Poll finds 40% of San Francisco residents plan to ditch the city due to rampant crime, homelessness

San Francisco could soon become a ghost town if residents stick true to their word.

A new poll released by the city's Chamber of Commerce found that a whopping 40% of residents are planning to leave the city over the next few years due to a rapidly deteriorating quality of life.

Among the greatest concerns for residents are rampant crime and homelessness, the poll found. Residents don't feel safe in the city and don't trust local officials to make any positive changes.

"For the second year in a row, 70% of residents feel that the quality of life in San Francisco has declined," the chamber wrote in a news release about the survey. "Considered in light of the pandemic, these views are somewhat unsurprising.
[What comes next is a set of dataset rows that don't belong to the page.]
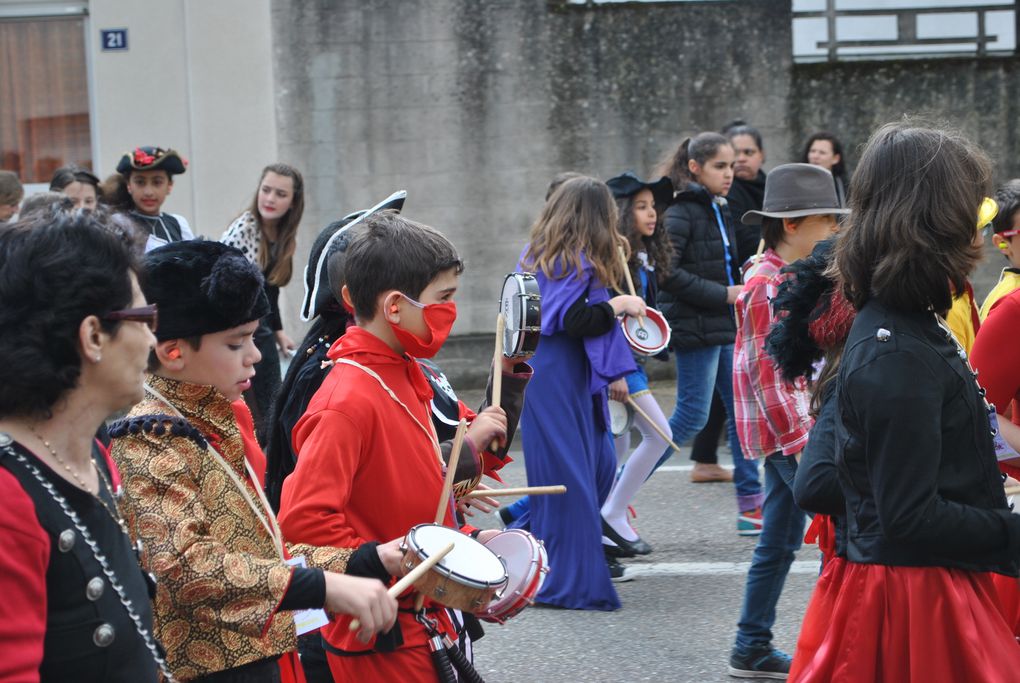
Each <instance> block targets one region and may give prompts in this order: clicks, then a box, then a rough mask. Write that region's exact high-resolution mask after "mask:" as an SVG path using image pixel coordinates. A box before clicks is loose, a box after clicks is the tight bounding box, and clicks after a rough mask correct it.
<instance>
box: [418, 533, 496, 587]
mask: <svg viewBox="0 0 1020 683" xmlns="http://www.w3.org/2000/svg"><path fill="white" fill-rule="evenodd" d="M408 543H409V544H410V545H411V546H412V547H414V548H415V549H417V550H419V556H422V559H423V560H426V559H428V557H429V556H430V555H432V554H433V553H439V551H440V550H442V549H443V548H444V547H446V546H447V544H449V543H453V544H454V547H453V549H452V550H451V551H450V555H448V556H446V557H445V558H443V559H442V560H441V561H440V563H439V565H437V567H441V568H445V569H446V570H447V571H448V572H452V573H453V574H456V575H458V576H462V577H464V578H466V579H469V580H472V581H476V582H480V583H487V584H498V583H502V582H503V580H504V579H505V578H506V575H507V573H506V569H505V568H504V566H503V562H502V561H500V559H499V558H498V557H496V554H495V553H493V551H492V550H490V549H489V548H488V547H486V546H484V545H482V544H481V543H479V542H478V541H476V540H475V539H474V538H471V537H470V536H468V535H466V534H463V533H461V532H460V531H457V530H455V529H449V528H447V527H445V526H440V525H438V524H423V525H421V526H418V527H415V528H414V529H412V530H411V533H410V534H408Z"/></svg>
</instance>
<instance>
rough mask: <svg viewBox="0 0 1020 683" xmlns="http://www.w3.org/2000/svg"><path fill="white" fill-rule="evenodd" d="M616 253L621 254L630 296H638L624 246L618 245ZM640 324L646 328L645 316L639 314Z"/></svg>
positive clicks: (640, 326)
mask: <svg viewBox="0 0 1020 683" xmlns="http://www.w3.org/2000/svg"><path fill="white" fill-rule="evenodd" d="M616 253H617V254H619V255H620V263H621V264H623V274H624V275H625V276H626V278H627V287H628V288H629V290H630V296H631V297H636V296H637V292H636V290H634V279H633V277H631V276H630V266H629V265H627V255H626V254H625V253H624V252H623V248H622V247H617V248H616ZM637 326H639V327H641V328H642V329H645V316H643V315H639V316H637Z"/></svg>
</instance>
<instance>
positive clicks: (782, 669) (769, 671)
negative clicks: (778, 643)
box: [729, 647, 792, 681]
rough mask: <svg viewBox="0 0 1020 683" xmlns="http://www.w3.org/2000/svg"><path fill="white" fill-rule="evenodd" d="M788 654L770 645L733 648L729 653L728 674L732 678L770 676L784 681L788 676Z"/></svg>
mask: <svg viewBox="0 0 1020 683" xmlns="http://www.w3.org/2000/svg"><path fill="white" fill-rule="evenodd" d="M790 661H792V660H790V656H789V655H788V654H786V653H785V652H781V651H779V650H777V649H773V648H771V647H763V648H760V649H754V650H750V651H748V652H746V653H742V652H737V651H736V650H735V649H734V650H733V651H732V652H731V653H730V654H729V675H730V676H732V677H733V678H771V679H773V680H777V681H785V680H786V678H787V677H788V676H789V664H790Z"/></svg>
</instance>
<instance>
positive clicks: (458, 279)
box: [279, 213, 506, 683]
mask: <svg viewBox="0 0 1020 683" xmlns="http://www.w3.org/2000/svg"><path fill="white" fill-rule="evenodd" d="M462 270H463V264H462V263H461V261H460V258H459V257H458V255H457V252H456V250H455V249H454V247H453V245H451V244H450V242H449V241H447V239H446V238H444V237H443V235H442V234H440V233H439V232H437V231H436V230H433V229H431V228H429V227H426V226H424V225H420V224H418V223H415V222H412V221H410V220H407V219H405V218H402V217H400V216H398V215H395V214H390V213H382V214H375V215H372V216H370V217H368V218H367V219H365V220H364V221H363V223H362V227H360V228H359V231H358V233H357V235H356V237H354V238H353V239H352V242H351V244H350V246H349V247H348V248H347V252H346V263H345V279H346V284H345V285H344V287H343V292H342V296H343V300H344V303H345V304H346V305H347V307H349V308H353V309H354V313H355V319H356V321H357V326H353V327H350V328H348V330H347V332H346V333H345V334H344V336H342V337H341V338H340V339H339V340H338V341H337V343H336V344H334V346H333V347H331V348H330V349H329V352H328V354H327V358H328V359H329V361H331V362H333V366H334V367H333V369H331V370H330V371H329V374H328V375H327V376H326V378H325V379H324V380H323V382H322V385H321V386H320V387H319V389H318V391H316V393H315V396H314V397H313V398H312V400H311V402H310V403H309V404H308V409H307V411H306V412H305V414H304V416H303V417H302V418H301V419H300V420H299V421H298V423H297V425H296V426H295V428H294V431H293V443H294V451H295V453H297V454H298V461H297V466H296V468H295V470H294V472H293V473H292V474H291V475H290V476H289V477H288V478H287V479H286V481H285V482H284V487H283V494H282V497H281V513H279V523H281V527H282V528H283V530H284V534H285V536H287V537H288V538H303V539H306V540H310V539H312V538H315V539H318V540H319V541H321V542H322V543H324V544H326V545H335V546H340V547H349V546H350V543H351V542H352V541H354V542H355V544H360V543H358V541H356V539H359V538H360V539H363V540H370V539H375V538H393V537H397V536H403V535H405V534H406V533H407V532H408V531H409V530H410V529H411V528H412V527H413V526H415V525H417V524H422V523H430V522H432V521H433V519H435V516H436V506H437V503H438V502H439V500H440V495H441V492H442V488H443V475H444V472H443V465H442V460H441V454H440V448H439V442H438V440H437V437H436V432H435V429H433V427H432V424H431V420H430V411H429V401H430V400H431V398H432V390H431V387H430V386H429V384H428V381H427V380H426V379H425V377H424V375H423V374H422V372H421V369H420V367H419V366H418V364H417V362H416V360H415V359H418V358H431V357H432V356H435V355H436V353H437V352H438V351H439V350H440V348H441V347H442V346H443V343H444V341H445V340H446V338H447V336H448V335H449V333H450V329H451V328H452V327H453V323H454V320H455V319H456V317H457V308H456V304H455V303H454V301H453V299H454V295H455V294H456V292H457V285H458V280H459V278H460V273H461V271H462ZM484 413H490V414H495V415H498V416H501V417H502V420H500V419H496V420H491V419H486V420H476V421H475V422H474V423H472V426H471V427H470V428H468V430H467V435H466V438H467V440H468V441H469V442H470V443H471V444H472V445H473V446H474V448H475V449H476V450H477V449H482V448H484V445H486V444H488V443H489V442H490V441H492V440H493V439H494V438H495V439H497V440H499V441H500V442H501V443H502V442H504V441H505V438H506V421H505V417H504V413H503V411H502V410H501V409H499V408H488V409H486V411H482V414H484ZM443 523H444V524H445V525H447V526H455V520H454V518H453V514H452V512H448V513H447V515H446V518H445V519H444V521H443ZM378 550H379V553H378V562H377V563H373V566H372V567H364V568H360V569H359V570H358V572H359V573H363V574H364V575H371V576H376V577H377V578H379V579H380V580H382V581H387V582H389V581H390V579H391V577H394V576H401V575H402V573H403V571H402V568H401V555H400V553H399V550H396V549H394V548H392V547H390V546H386V545H380V546H378ZM349 571H351V570H349ZM413 606H414V593H413V591H412V592H409V593H407V594H405V595H404V596H403V597H402V598H401V599H400V607H401V614H400V616H399V618H398V626H397V627H396V628H395V629H394V631H392V632H390V633H388V634H384V635H382V636H379V637H377V638H375V639H374V640H372V641H371V642H369V643H367V644H364V643H362V642H360V641H358V640H357V639H356V638H355V637H354V636H355V634H354V632H352V631H351V630H350V628H349V625H350V620H349V619H341V620H339V621H337V622H335V623H333V624H330V625H329V626H327V627H325V628H324V629H323V631H322V636H323V640H324V645H325V649H326V653H327V658H328V662H329V668H330V670H331V671H333V675H334V678H335V679H337V680H342V681H347V680H356V681H361V682H362V683H364V682H367V681H394V680H402V681H412V682H414V681H428V682H431V681H437V680H438V676H437V674H436V671H435V669H433V666H432V663H431V659H430V656H429V653H428V648H427V636H426V632H425V629H424V627H423V626H422V625H421V624H420V623H419V622H418V621H416V619H415V615H414V614H413ZM424 608H425V613H426V615H427V617H428V618H430V619H431V620H435V622H436V624H437V628H438V630H439V631H441V632H443V633H445V634H447V635H449V636H451V637H452V638H456V635H455V633H454V628H453V625H452V623H451V622H450V618H449V616H448V614H447V612H446V610H444V609H442V607H441V606H438V605H436V603H433V602H431V601H430V600H425V602H424Z"/></svg>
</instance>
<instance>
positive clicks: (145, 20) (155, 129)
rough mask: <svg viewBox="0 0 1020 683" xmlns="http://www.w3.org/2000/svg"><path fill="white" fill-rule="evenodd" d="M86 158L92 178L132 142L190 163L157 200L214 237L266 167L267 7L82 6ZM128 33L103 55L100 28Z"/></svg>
mask: <svg viewBox="0 0 1020 683" xmlns="http://www.w3.org/2000/svg"><path fill="white" fill-rule="evenodd" d="M89 13H90V29H89V32H90V36H89V44H90V48H89V49H90V54H89V59H90V61H91V70H92V86H93V90H92V99H93V106H92V127H93V137H94V143H95V149H94V150H93V155H94V159H95V164H96V166H95V167H96V168H97V169H98V171H99V174H100V175H104V176H105V175H106V174H108V173H110V172H112V171H113V169H114V168H115V167H116V163H117V161H118V160H119V158H120V155H122V154H123V153H124V152H126V151H129V150H131V149H133V148H135V147H137V146H140V145H157V146H160V147H172V148H173V149H175V150H177V151H180V152H181V153H182V154H183V155H184V156H185V157H186V158H187V159H188V160H189V161H190V163H191V165H190V166H189V168H188V172H187V173H185V174H184V175H181V176H177V177H176V178H175V180H174V187H173V191H172V193H171V195H170V197H169V199H168V200H167V201H166V204H165V205H164V208H165V209H166V210H167V211H170V212H174V213H181V214H183V215H184V216H185V217H186V218H188V220H189V221H190V222H191V223H192V227H193V228H195V231H196V233H199V234H204V235H206V237H210V238H219V235H220V233H221V232H222V231H223V229H225V227H226V225H227V224H228V223H230V221H231V219H232V218H233V217H234V216H235V215H237V214H238V213H240V211H241V210H243V209H244V208H245V206H246V205H247V204H248V203H250V202H251V198H252V197H253V196H254V193H255V188H256V185H257V183H258V175H259V172H260V171H261V169H262V167H263V166H264V165H265V164H267V163H270V162H272V161H274V160H276V156H275V155H276V122H275V110H274V103H275V98H274V95H275V91H274V86H273V69H272V53H271V50H270V48H269V46H270V25H269V0H216V1H215V2H204V1H202V0H164V1H161V2H137V1H134V0H92V1H91V2H90V3H89ZM124 28H126V29H127V39H129V50H127V51H126V52H103V51H101V50H100V45H99V31H100V30H102V29H124Z"/></svg>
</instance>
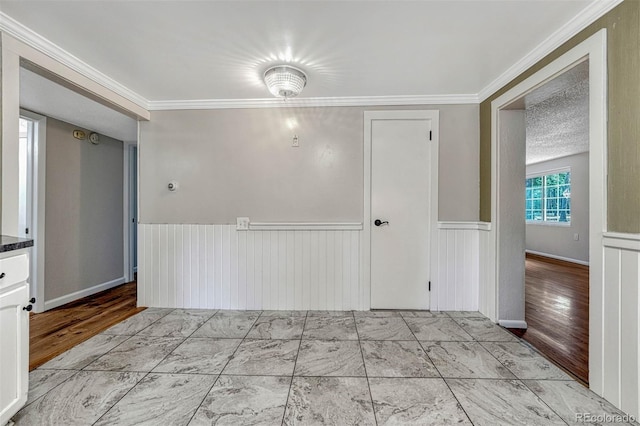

However, what stands out in the polling results is the strikingly high and consistent number of respondents who now view homeless and crime as the leading problems facing the City.

"Roughly 88% see homelessness as having worsened in recent years, and an overwhelming 80% see addressing this homelessness crisis as a high priority," the chamber noted.

In a direct rebuke to the progressive city's defund the police efforts, 76% of respondents also said that increasing the number of police officers in high-crime neighborhoods should be a top priority.

One former resident who just finished moving away from San Francisco to Palm Springs, Florida, over the weekend spoke precisely to those issues in conversation with KPIX-TV.

"There's nothing worse than seeing such a beautiful place in such disarray, and I really thought I was going to be sad when the movers loaded up the last container on Saturday, and I have never been more relieved," Lindsay Stevens said.

"I honestly think in the last three years, we've seen a massive decline in the quality of life, and that was only enhanced over COVID," she added. "The homelessness has been a severe problem, people are not feeling safe walking their dog ... the number of break-ins seems to be constantly on the rise."

Another resident, 24-year-old Minku Lee, told the news outlet, "I think safety is a huge concern, even two years ago when I initially moved back to the city, I never viewed certain neighborhoods as necessarily unsafe."

He recalled how just in the last week he had been victimized by a homeless man while heading to happy hour on 3rd Street near Oracle Park with a group of friends.

"He said a slur, too, forcibly pushed me over, slash tripped me, really startled by the incident," Lee reported.

The pending mass exodus from San Francisco has actually been underway for a couple of years. In April, TheBlaze reported that of all the major U.S. cities, San Francisco topped the charts for losing the most residents in 2019 and 2020 — a great many of them moving to Florida or Texas.